Treasurer Wayne Swan’s attacks were directed at mining billionaires Gina Rinehart, Andrew Forrest and Clive Palmer, who have all been outspoken critics of the government’s new 30 percent tax on iron ore and coal mines, due to start in July.
Over the past two years, the minority Labor government has also been fighting with the gambling industry over slot-machine reforms, international tobacco companies over plain packaging for cigarettes, and big business over a new carbon tax.
“I think the fair go that we all cherish, the fair go that we nurture, is at grave risk today because vested interests are on the march,” Swan told Australian radio.
“We’ve seen this just not through our debate on resource taxation.
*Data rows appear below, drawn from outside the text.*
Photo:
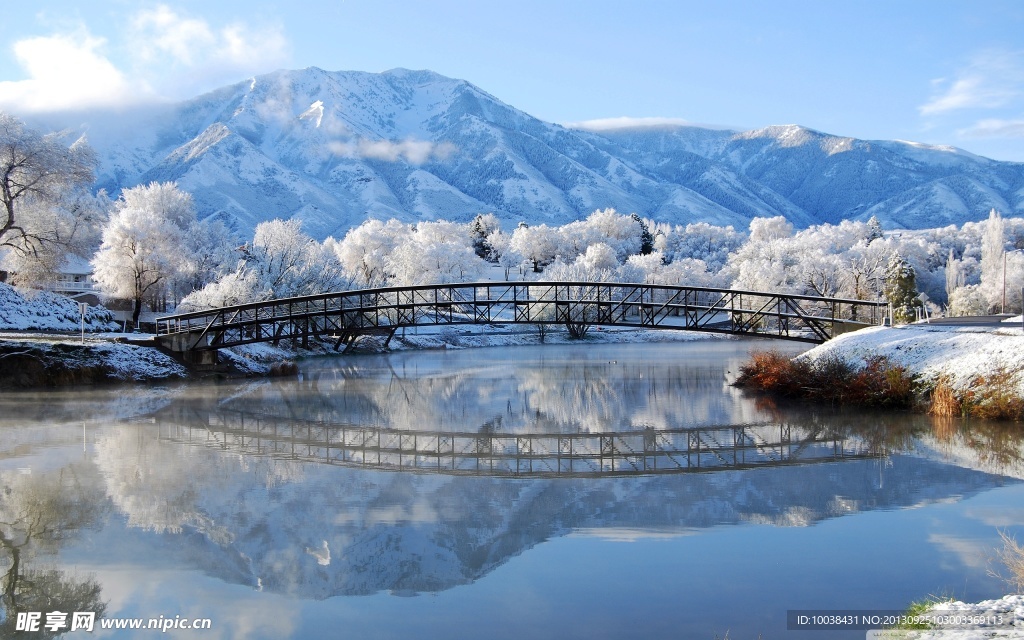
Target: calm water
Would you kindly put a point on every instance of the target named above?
(559, 492)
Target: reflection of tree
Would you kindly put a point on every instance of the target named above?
(37, 515)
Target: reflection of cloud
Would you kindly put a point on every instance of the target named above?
(608, 124)
(622, 535)
(412, 151)
(997, 518)
(972, 553)
(166, 55)
(992, 79)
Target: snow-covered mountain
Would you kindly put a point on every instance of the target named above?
(335, 147)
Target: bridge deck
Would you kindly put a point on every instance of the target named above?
(345, 315)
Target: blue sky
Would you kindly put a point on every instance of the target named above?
(940, 72)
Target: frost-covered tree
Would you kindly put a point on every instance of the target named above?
(211, 251)
(479, 230)
(539, 245)
(288, 262)
(366, 249)
(873, 229)
(142, 245)
(280, 262)
(901, 289)
(435, 252)
(502, 252)
(42, 179)
(75, 223)
(766, 261)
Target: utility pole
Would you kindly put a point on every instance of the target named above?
(82, 308)
(1003, 308)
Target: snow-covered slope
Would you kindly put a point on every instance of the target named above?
(334, 147)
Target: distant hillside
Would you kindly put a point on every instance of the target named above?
(335, 147)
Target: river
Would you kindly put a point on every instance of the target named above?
(584, 491)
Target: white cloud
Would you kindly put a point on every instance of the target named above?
(414, 152)
(994, 128)
(610, 124)
(162, 34)
(166, 56)
(67, 72)
(991, 80)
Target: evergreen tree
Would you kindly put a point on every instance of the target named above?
(481, 226)
(901, 289)
(873, 229)
(646, 238)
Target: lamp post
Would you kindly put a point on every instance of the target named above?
(1003, 306)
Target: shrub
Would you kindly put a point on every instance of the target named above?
(878, 383)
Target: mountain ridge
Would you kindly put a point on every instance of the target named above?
(337, 147)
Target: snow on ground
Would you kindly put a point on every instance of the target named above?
(43, 310)
(960, 353)
(118, 360)
(961, 621)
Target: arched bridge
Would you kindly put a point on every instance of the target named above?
(346, 315)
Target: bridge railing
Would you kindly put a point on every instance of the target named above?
(348, 313)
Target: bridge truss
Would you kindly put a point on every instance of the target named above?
(346, 315)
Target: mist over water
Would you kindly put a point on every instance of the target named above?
(581, 491)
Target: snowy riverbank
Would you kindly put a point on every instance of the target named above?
(960, 354)
(36, 359)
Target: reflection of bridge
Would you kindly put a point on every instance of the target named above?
(348, 314)
(638, 452)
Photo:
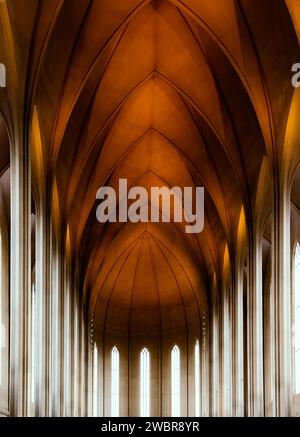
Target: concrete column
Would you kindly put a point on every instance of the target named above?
(20, 277)
(282, 303)
(56, 329)
(255, 323)
(43, 311)
(238, 343)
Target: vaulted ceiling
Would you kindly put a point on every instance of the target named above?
(161, 92)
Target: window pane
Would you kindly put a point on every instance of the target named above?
(197, 379)
(95, 381)
(33, 342)
(145, 383)
(115, 382)
(175, 381)
(1, 309)
(297, 319)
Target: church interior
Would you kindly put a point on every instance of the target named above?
(143, 319)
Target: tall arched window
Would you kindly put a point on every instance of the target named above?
(115, 382)
(197, 379)
(95, 380)
(145, 383)
(1, 309)
(33, 341)
(175, 381)
(296, 318)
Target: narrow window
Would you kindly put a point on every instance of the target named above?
(115, 382)
(33, 342)
(175, 381)
(95, 380)
(1, 310)
(145, 383)
(296, 306)
(197, 379)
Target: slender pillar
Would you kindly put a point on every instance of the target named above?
(238, 343)
(255, 323)
(282, 303)
(20, 277)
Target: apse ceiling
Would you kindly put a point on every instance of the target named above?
(161, 92)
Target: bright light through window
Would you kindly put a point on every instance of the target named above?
(33, 342)
(95, 381)
(115, 382)
(297, 319)
(175, 381)
(197, 379)
(1, 309)
(145, 383)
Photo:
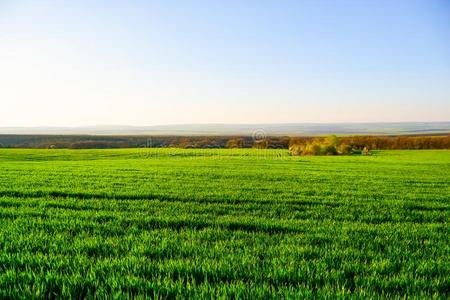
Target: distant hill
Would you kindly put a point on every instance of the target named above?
(294, 129)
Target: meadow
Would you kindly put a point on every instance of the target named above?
(236, 223)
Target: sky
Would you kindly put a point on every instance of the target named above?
(86, 63)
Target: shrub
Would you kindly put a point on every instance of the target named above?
(295, 149)
(366, 151)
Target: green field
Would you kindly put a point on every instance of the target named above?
(223, 223)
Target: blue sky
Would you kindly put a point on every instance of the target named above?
(75, 63)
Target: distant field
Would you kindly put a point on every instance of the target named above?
(232, 223)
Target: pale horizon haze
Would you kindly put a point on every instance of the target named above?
(143, 63)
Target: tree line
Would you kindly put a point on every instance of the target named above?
(271, 142)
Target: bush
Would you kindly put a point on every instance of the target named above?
(366, 151)
(328, 146)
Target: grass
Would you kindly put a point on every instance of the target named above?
(167, 223)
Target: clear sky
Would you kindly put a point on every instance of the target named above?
(83, 63)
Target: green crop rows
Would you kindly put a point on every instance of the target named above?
(168, 223)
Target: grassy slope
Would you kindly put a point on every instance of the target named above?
(255, 223)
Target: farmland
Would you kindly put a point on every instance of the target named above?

We’ve seen it through carbon pricing and we’ve seen it through the debate about plain packaging of tobacco.”
The mining industry, gambling industry and tobacco industry have all funded television advertisements critical of the centre-left government’s policies.
Rinehart, with an $18 billion mining fortune, holds a 10 percent stake in Australian television company Ten Network , and recently became a major shareholder in publisher Fairfax Media in a move seen as trying to influence news coverage.
Australia’s economy avoided recession after the global financial crisis and continues to grow strongly, with low unemployment, due to a mining boom fuelled by China’s demand for mineral resources.
Swan ratcheted up his attack in an essay published in current affairs magazine The Monthly, in which he said vested interests feel they have a right to shape Australia’s future for their own purposes.
He told Australian radio Australia needed a new debate about the nature of political power in the country.
“I think when a few individuals decide to try and monopolise the public debate, to deploy their vast resources, to employ an army of lobbyists, to engage in corporate manoeuvring, what they seek to do is to distort public policy,” Swan said.